4年ぶりに2地区で実施した佐仁の八月踊り(写真は1区)

 

 

男女掛け合い、地域の無病息災願う
4年ぶり、1・2区で

 

 

 奄美市笠利町の佐仁集落で25・26日、アラセツ・シバサシの伝統行事「八月踊り」があった。集落内の1区と2区が分かれ、それぞれの地区で行うのは4年ぶり。民家の庭先では男女が唄を掛け合いながら輪をつくり、地域の無病息災を願った。

 佐仁集落の八月踊りは2011年に県の無形民俗文化財に指定。新型コロナウイルスの影響で20、21年は中止。22年は継承活動のため合同で実施しており、2地区が各地区で2日間踊るのは4年ぶりになる。

 1区(宮崎行弘区長、約80世帯120人)では午後6時、火災防止を祈る「庭のしょうじ(掃除)」でスタート。民家を巡りながらチヂン(太鼓)を打ち出した女性たちの声が響くと、住民や出身者、観光客らが次々と輪に加わり、元気な踊りを繰り広げていた。

 2区(南豊志区長、約62世帯130人)では、老若男女が浴衣やそろいのTシャツ姿で参加。活気ある六調やハナ(寄付金)の披露、ご馳走の振る舞いにも住民の笑顔は広がっていた。

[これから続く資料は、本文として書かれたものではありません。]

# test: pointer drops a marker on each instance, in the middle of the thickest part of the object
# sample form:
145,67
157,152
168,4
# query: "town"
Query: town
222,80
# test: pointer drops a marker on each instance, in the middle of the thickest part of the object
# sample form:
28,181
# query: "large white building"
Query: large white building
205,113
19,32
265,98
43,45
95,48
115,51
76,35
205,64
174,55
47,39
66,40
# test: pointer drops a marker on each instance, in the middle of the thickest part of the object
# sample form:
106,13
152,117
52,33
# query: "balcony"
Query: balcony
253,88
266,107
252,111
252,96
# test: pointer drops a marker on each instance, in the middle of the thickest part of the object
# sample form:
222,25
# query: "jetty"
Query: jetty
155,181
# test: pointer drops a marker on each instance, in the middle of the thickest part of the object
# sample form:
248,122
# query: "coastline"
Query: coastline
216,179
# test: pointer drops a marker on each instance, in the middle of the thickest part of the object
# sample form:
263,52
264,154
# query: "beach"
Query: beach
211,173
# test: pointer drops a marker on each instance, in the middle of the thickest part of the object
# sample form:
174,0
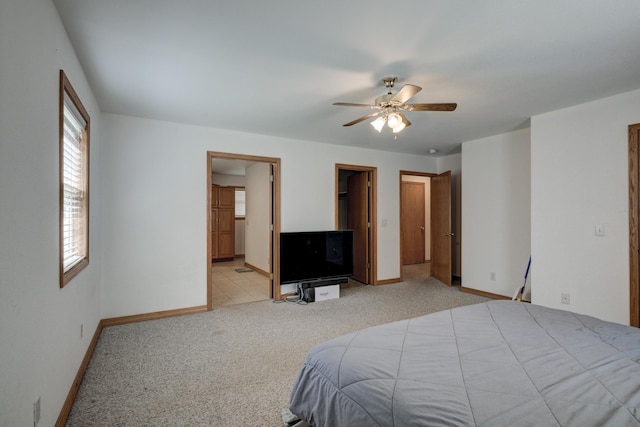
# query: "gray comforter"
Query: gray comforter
499,363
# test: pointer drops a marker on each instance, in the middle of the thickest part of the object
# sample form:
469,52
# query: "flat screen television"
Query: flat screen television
315,255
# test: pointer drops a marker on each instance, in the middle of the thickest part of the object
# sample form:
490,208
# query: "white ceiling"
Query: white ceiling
275,67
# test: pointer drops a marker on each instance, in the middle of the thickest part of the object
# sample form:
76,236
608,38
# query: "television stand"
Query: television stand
307,289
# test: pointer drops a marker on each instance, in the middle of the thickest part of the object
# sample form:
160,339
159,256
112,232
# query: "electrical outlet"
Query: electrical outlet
36,412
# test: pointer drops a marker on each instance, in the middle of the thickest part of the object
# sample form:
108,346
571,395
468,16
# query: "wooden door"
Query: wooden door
358,221
441,233
412,222
214,233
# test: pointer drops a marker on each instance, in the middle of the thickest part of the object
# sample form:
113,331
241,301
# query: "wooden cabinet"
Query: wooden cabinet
222,223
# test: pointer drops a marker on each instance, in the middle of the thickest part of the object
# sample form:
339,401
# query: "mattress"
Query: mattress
499,363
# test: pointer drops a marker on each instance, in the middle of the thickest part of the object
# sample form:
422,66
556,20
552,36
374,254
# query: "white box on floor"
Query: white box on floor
327,292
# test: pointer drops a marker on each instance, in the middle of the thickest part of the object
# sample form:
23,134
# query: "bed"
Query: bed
499,363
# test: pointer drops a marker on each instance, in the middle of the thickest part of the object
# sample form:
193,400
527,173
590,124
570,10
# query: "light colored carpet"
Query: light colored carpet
234,365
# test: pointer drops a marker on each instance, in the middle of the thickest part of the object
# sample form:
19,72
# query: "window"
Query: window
74,183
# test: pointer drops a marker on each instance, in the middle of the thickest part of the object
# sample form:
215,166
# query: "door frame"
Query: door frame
373,240
412,173
275,235
424,174
424,246
634,225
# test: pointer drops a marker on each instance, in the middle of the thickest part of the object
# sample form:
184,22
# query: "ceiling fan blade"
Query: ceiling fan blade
356,121
406,93
350,104
431,107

 段々とテンポが速くなる「あらしゃげ」と呼ばれる踊りが佐仁の特長。2地区では各民家を巡りながら、夜更けまで歓喜の踊りは続いた。

 1区の前田幸代さん(85)は「唄や踊りには、暮らしにふさわしい価値観が詰まっている。(4年ぶりの区別開催に)みんな張り切ってご機嫌だった」と笑顔を見せ、2区の南区長(64)は「最高。踊りで盛り上がることで集落にもまとまりが出る。互いに団結力を高めつつ、佐仁の伝統を守っていければ」と話した。